Players receive Bonus Pool points at a set rate per league. Before Season 3, all players received points at the Master league (original) rate. Season 3 introduced a separate accrual rate for leagues below Master. A player joining StarCraft freshly after the start of a season instantly receives the Bonus Pool as if he started at day 1 of the Season. (Example: Master League Player 1 joins on week 3 after the beginning of the Season he will receive a Bonus Pool of (90*3) 270 Points instantly after finishing his Placement Match.)

Bonus Pool Accrual Rate
League Time per 1 Bonus Pool Bonus Pool per Week
Grandmaster 56 minutes 180
Master 56 minutes 180
Diamond 96 minutes, 3 seconds 104.4
Platinum 96 minutes, 3 seconds 104.4
Gold 96 minutes, 3 seconds 104.4
Silver 96 minutes, 3 seconds 104.4
Bronze 96 minutes, 3 seconds 104.4

Arranged 2v2 teams receive Bonus Pool at 66% the rate of 1v1. Arranged 3v3 and 4v4 teams receive Bonus Pool at 33% the 1v1 rate. This change was made in Patch 1.3 to make it easier to spend Bonus Pool on arranged teams, because of the logistics of having to play with the same teammates every time. Random 2v2/3v3/4v4 uses the standard 1v1 Bonus Pool accrual rate because those game modes can be played whenever the individual player decides to queue.[12]

Matchmaking Rating[edit]

Performance is measured via hidden MMR rating, very much like the WoW Arena Matchmaking System. This rating decides which opponents a player will meet, and tries to quantify their skill level. The aim of the MMR is to rank players in such a way that they have a roughly 50% win ratio when paired against those of similar MMR. When a player's MMR remains above or below a certain value over a number of recent games, they will be promoted or demoted, respectively.
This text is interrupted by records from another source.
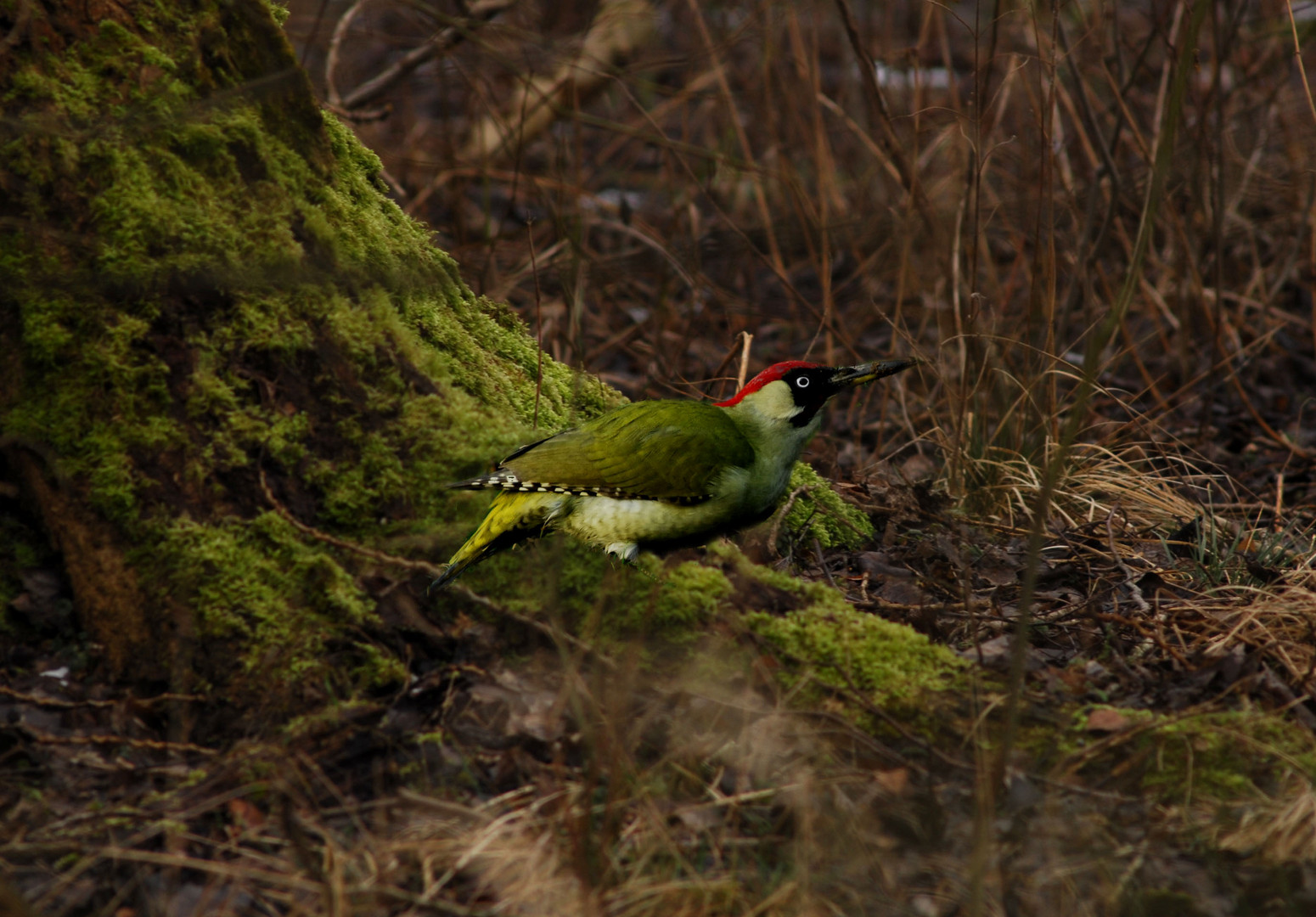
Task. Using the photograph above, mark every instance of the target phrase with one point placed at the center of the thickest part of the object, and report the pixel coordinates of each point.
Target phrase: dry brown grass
(1107, 260)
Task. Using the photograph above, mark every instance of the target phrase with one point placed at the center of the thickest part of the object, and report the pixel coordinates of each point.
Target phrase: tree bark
(205, 286)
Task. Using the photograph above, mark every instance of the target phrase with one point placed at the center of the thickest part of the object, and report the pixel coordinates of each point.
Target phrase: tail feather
(512, 517)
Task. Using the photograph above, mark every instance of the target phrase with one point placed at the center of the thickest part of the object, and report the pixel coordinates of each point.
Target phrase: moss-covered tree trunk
(205, 286)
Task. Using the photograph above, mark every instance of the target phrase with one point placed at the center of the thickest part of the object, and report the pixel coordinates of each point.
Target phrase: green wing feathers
(649, 450)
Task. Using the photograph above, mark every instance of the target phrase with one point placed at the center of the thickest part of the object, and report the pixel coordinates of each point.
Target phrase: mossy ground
(219, 289)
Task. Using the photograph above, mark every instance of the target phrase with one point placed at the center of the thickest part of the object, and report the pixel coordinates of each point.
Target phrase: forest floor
(1124, 471)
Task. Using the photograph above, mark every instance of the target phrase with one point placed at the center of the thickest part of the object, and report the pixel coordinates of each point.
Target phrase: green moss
(823, 514)
(1225, 756)
(840, 646)
(222, 286)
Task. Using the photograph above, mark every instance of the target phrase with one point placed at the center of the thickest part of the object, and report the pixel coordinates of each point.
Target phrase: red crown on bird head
(772, 374)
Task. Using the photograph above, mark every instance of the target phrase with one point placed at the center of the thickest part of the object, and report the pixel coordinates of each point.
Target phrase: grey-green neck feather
(765, 420)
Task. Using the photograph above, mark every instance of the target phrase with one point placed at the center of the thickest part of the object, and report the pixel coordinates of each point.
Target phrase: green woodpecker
(662, 474)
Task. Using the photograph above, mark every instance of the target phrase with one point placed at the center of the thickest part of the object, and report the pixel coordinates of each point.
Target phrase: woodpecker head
(795, 391)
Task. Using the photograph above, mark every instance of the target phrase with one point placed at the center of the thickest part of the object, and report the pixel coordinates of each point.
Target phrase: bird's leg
(627, 552)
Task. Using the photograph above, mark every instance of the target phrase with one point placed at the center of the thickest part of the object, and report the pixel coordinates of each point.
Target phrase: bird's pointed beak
(849, 376)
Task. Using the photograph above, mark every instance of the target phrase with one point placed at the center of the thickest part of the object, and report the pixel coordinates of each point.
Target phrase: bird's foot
(622, 550)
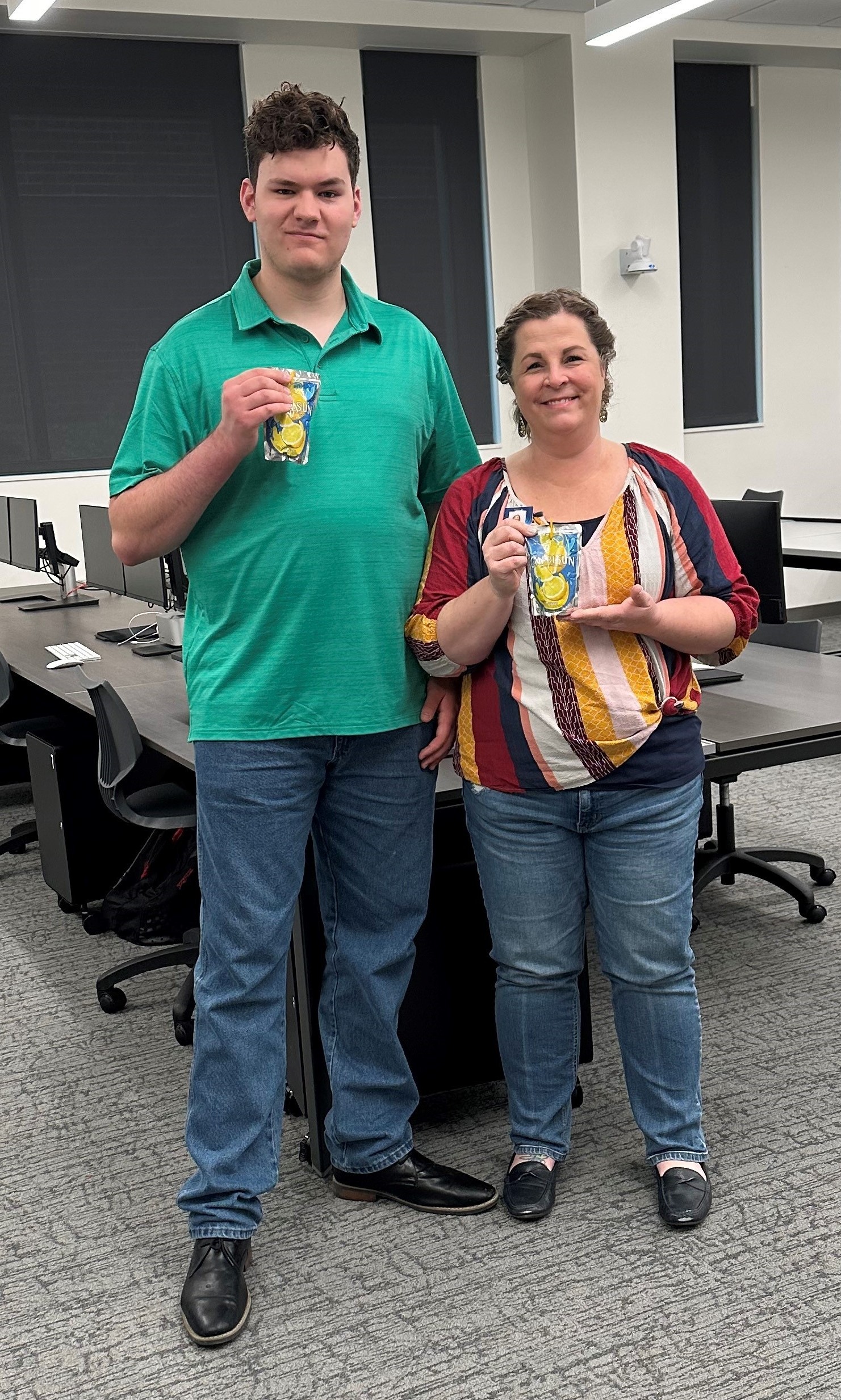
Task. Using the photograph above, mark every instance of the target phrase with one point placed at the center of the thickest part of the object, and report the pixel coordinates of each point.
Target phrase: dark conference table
(785, 709)
(812, 544)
Each play-season the visible rating will be reset, while the MMR rating stays intact.[13] Accurately measuring the hidden MMR of a player is difficult. One useful approximation is adjusted points, or points without factoring in Bonus Pool. Subtract half of a players current Bonus Pool from their displayed points to find their adjusted points. The fewer the Bonus Pool remaining for a player, the more accurate their adjusted points are, and effectively the more accurate their skill level. A player with high points but negative adjusted points, for example, should not be surprised if he is demoted because a majority of his points originated from spent Bonus Pool.

There also is a value "sigma" that measures how uncertain the system is of a player's MMR. This is usually high if a player has not played many games recently, or if they are on a winning or losing streak. The system does not seem to use sigma for purposes other than to calculate how much it should adjust a player's MMR after a win or loss (i.e. for Bayesian inference). For example, it uses a moving average of MMR to promote and demote between leagues, instead of MMR and sigma to calculate the probabilities that some league is most appropriate.[14][15]
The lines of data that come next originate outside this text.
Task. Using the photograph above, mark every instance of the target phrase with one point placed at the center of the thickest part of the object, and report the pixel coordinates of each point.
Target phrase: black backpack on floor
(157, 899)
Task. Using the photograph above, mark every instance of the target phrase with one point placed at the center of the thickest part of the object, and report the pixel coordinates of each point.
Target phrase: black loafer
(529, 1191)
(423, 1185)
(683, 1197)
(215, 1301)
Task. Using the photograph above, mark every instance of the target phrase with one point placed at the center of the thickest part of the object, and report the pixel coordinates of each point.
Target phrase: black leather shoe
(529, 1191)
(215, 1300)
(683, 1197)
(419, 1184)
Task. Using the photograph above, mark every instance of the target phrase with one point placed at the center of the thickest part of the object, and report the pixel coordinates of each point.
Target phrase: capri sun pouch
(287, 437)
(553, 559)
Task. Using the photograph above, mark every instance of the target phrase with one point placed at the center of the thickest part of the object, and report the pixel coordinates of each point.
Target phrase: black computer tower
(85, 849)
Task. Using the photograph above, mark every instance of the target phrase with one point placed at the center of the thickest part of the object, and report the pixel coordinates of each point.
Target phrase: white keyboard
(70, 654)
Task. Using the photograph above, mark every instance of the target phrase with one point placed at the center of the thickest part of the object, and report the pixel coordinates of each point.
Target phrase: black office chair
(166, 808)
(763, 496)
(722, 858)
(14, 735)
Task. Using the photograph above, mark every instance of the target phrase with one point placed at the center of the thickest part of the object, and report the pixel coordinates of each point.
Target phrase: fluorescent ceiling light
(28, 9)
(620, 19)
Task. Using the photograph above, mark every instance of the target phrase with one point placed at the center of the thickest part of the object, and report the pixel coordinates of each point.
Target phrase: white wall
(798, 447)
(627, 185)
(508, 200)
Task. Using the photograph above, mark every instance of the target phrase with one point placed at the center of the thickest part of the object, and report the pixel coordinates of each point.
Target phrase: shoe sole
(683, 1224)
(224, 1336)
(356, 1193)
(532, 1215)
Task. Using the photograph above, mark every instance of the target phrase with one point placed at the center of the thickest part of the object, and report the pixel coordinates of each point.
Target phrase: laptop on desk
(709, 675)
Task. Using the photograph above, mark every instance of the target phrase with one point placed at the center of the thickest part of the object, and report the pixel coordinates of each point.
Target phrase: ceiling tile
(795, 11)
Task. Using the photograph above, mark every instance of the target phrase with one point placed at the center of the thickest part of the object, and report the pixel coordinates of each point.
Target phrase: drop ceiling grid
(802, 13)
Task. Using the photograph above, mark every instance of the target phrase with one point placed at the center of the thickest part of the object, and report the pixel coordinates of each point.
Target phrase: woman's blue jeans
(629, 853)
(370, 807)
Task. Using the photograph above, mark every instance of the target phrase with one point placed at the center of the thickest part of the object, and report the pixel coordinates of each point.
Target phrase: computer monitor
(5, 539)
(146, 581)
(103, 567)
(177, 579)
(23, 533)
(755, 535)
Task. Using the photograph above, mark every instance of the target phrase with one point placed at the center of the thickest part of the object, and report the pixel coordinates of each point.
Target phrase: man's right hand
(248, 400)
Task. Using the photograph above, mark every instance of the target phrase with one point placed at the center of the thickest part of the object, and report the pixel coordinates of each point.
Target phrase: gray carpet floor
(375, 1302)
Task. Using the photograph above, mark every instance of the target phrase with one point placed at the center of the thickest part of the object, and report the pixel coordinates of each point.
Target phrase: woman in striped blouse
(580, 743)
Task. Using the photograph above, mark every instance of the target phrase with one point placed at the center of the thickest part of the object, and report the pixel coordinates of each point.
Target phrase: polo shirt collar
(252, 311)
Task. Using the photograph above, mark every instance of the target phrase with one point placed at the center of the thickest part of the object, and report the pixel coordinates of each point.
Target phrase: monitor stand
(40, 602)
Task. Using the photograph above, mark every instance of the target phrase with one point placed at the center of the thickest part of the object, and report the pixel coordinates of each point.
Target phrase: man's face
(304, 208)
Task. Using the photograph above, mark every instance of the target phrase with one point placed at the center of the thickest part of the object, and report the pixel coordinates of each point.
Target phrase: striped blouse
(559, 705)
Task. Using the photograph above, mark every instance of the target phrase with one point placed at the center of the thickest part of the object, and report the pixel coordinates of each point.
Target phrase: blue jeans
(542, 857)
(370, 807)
For more information on Blizzard's MMR system, see:

Decay and Persistence[edit]

If a player does not play any matches for an extended period of time, their MMR will decay, or automatically decrease. The details of the system are unknown, but it appears to be a linear decay,[16] and Blizzard has confirmed that decay begins after 2 weeks of inactivity, and decay stops after 4 weeks of inactivity.[17] MMR persists from one season to the next for each game type, as long as a Seasonal Placement Match was played for that season. If a Seasonal Placement Match was not played last season, then MMR and uncertainty are both reset to their default values and the system effectively "forgets" about that player. A special note about this, though: Random Team MMR is linked with 1v1 MMR, which means that if no 1v1 games were played last season, but Random Team games were played, a player's 1v1 MMR would not be reset at the start of the next season.

2v2 Mechanics[edit]

Every arranged pair of 2v2 players is given a single rating. So players A+B's team will have a ranking completely unrelated to players A+C's team. In 2v2 random match-ups, an average rating of the two players will be compared to their opponents rating. This rule presumably applies for 3v3 and 4v4 as well.

Seasons[edit]

Starcraft II ladder is divided into several seasons per year, and the final results are generally recorded at the end of a season.